Halbfinale - yeah!!! Marco Russ - so ein Glück. Wow. Was für ein Moment!!! Das sind die Dinge des gestrigen Abends, die zählen und bleiben. Vielleicht wird sich später auch noch der eine oder andere daran erinnern, wie beeindruckend es uns während des Spiels gegen den abstiegsbedrohten Zweitligisten Arminia Bielefeld gelungen ist, unsere technische und spielerische Überlegenheit in die Waagschale zu werfen. Aber wie war das eigentlich vor dem Spiel? Draußen im Matsch? Daran erinnert sich wieder mal keiner - ich erzähle es euch.

Dienstag, später Nachmittag. Um halb sieben wird im Waldstadion angepfiffen. Gestern war Frühling, heute ist es arschkalt, der Wind pfeift, Regen plätschert. Ich komme einigermaßen zeitig aus dem Büro weg. Anfahrt zum Stadion mitten im Berufsverkehr - auf der Autobahn läuft es erstaunlich smooth, aber ums Stadion herum staut es sich heftig. Sind heute zwar "nur" 40.000 da, aber die kommen fast alle gleichzeitig. Parkplatz? Hey, super, passt. "Bin da" whatsappe ich einem Adler-Freund. "So früh?" whatsappt es zurück. Hihi, stimmt, für meine Verhältnisse bin ich früh dran.

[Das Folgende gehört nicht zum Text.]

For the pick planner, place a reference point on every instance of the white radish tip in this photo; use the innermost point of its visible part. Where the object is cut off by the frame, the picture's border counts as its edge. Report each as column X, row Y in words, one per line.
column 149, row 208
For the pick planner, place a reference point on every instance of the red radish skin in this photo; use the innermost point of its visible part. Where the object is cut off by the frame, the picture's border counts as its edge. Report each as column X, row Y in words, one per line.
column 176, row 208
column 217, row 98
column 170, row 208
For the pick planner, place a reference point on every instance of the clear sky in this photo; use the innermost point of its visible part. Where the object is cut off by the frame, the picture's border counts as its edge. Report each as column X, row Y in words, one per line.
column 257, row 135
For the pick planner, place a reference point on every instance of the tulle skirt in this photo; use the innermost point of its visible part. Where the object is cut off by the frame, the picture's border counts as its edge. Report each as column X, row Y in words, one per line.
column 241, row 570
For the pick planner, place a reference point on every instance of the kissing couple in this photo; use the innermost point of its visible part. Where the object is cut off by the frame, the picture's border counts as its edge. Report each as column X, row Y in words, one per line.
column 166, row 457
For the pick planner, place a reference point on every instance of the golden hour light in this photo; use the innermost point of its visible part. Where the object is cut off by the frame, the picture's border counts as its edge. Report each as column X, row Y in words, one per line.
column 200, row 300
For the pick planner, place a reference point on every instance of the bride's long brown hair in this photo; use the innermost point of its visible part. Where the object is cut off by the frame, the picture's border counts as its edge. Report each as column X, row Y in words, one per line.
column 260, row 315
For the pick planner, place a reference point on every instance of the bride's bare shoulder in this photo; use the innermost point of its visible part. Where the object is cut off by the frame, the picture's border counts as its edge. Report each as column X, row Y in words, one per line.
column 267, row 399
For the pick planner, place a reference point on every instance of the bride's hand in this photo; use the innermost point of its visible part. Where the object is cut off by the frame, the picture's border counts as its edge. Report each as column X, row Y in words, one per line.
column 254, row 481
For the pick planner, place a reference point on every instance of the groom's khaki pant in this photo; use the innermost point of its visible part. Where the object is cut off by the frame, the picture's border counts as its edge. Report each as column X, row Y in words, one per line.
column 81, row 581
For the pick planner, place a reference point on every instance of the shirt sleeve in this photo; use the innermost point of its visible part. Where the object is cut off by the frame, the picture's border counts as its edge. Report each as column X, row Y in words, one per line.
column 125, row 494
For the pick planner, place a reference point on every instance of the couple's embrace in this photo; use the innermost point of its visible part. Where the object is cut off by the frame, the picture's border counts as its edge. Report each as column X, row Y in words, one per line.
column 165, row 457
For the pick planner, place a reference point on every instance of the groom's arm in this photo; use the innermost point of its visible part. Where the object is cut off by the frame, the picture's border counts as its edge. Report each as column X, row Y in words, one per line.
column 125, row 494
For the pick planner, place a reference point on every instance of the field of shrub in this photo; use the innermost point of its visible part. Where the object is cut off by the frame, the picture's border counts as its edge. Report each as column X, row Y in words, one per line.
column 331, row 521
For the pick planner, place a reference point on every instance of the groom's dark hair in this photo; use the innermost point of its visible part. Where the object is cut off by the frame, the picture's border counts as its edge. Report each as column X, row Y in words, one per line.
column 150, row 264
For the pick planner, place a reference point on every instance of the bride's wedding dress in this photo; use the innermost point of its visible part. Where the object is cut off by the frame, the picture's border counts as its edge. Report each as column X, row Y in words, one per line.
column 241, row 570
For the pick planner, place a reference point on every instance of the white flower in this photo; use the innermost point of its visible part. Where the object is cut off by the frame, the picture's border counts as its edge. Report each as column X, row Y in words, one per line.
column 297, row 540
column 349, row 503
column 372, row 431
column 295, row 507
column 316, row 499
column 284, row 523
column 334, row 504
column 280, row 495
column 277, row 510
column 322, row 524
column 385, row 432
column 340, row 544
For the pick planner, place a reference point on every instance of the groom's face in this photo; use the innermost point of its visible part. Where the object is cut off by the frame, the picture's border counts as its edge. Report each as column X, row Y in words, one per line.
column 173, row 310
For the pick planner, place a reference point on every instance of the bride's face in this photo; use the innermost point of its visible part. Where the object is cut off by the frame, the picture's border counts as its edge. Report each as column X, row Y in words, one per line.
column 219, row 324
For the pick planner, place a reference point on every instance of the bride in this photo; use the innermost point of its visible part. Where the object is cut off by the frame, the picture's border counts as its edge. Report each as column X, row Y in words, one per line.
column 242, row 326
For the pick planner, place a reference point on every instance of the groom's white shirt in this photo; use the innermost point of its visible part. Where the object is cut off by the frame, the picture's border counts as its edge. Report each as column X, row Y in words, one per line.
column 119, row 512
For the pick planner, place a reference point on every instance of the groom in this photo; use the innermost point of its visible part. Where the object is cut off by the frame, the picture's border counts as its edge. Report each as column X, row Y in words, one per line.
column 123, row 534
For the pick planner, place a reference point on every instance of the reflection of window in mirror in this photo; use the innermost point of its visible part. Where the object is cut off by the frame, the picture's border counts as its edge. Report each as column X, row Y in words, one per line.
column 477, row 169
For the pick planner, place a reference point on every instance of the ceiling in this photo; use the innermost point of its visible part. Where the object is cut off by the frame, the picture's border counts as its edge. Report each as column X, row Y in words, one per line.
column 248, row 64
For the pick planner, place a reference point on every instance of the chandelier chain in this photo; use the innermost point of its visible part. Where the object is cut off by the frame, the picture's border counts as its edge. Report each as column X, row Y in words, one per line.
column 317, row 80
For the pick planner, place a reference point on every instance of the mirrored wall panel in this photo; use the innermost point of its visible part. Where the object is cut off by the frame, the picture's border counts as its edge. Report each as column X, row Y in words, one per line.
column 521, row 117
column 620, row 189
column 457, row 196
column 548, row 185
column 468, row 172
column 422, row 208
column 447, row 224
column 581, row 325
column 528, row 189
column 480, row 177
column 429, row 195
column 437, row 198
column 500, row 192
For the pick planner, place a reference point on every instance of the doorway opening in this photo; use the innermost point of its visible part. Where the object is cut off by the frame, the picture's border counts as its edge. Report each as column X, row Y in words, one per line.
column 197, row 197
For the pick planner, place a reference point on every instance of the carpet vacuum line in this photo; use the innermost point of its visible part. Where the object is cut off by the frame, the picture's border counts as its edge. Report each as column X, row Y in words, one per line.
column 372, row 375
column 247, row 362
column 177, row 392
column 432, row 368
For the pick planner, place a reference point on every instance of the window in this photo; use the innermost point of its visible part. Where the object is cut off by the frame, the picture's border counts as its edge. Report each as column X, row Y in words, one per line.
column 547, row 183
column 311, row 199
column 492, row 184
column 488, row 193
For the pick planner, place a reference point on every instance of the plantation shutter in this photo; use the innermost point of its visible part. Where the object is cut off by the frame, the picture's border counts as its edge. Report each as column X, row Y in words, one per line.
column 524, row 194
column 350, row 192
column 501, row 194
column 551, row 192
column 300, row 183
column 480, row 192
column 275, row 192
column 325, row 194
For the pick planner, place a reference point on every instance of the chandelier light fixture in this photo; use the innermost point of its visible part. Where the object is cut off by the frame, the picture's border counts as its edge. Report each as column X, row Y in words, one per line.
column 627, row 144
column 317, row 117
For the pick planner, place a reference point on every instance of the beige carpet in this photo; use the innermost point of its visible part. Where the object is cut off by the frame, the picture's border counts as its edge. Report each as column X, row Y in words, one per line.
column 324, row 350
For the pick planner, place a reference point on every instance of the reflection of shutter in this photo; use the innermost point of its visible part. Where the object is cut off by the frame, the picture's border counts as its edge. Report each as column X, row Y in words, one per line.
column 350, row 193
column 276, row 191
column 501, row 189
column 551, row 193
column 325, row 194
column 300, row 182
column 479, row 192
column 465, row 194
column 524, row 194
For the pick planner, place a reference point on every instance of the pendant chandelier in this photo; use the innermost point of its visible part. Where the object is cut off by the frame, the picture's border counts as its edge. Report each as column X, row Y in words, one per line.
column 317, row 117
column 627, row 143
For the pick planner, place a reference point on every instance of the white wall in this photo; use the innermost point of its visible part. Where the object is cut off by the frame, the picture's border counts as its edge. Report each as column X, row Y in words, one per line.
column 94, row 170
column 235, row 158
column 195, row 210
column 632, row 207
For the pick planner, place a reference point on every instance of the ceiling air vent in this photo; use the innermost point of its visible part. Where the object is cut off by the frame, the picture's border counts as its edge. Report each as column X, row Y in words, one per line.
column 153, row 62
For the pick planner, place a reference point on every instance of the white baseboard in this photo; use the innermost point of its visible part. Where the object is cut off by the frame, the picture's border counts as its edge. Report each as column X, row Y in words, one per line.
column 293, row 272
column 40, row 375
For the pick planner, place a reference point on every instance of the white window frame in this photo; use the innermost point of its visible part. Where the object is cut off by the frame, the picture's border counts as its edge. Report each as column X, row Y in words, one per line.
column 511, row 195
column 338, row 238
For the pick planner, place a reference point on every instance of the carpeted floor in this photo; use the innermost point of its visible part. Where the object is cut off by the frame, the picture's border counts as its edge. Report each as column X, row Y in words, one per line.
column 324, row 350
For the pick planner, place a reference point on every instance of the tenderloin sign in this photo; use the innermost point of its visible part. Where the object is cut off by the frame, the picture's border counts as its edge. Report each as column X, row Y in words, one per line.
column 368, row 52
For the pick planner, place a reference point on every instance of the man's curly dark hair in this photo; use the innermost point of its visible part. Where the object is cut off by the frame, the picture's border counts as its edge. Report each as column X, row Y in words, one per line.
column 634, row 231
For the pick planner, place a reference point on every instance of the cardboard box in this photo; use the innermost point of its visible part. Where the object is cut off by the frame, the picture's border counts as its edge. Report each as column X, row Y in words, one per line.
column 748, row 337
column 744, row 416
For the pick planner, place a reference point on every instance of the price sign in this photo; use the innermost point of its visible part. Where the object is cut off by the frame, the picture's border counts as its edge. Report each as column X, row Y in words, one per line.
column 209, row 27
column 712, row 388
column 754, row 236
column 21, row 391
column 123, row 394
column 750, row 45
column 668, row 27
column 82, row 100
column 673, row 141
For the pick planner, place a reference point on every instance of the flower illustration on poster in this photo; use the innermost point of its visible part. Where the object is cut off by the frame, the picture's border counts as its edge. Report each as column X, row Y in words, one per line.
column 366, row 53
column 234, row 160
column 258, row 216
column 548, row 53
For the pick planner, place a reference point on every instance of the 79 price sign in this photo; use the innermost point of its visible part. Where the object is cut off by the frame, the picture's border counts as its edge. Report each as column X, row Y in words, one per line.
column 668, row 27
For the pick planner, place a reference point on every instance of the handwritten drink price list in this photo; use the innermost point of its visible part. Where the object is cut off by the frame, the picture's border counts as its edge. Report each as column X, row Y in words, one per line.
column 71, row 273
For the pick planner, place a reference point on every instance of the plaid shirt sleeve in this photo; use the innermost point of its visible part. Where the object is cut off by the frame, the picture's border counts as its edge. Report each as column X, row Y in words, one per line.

Und so zurre ich meine Jacke fest und stapfe ein wenig schlapp, aber erwartungsfroh Richtung Black and White. Ich habe letzte Nacht nicht viel geschlafen, bin erkältet, habe heute erst ein Brötchen gegessen und mir ist deshalb ein wenig flau. Trotzdem entscheide ich mich gegen den Bratwurst-Stopp, bin heute allein und will rechtzeitig im Stadion sein, mit etwas Glück noch kurz Hallo zu lieben Adler-Freunden sagen, die heute aus Würzburg angereist sind. Um fünf vor sechs reihe ich mich ein in den Pulk vor der Eingangskontrolle. Noch weiß ich nicht, dass ich dazu bestimmt bin, hier die nächsten knapp 60 Minuten zu verbringen.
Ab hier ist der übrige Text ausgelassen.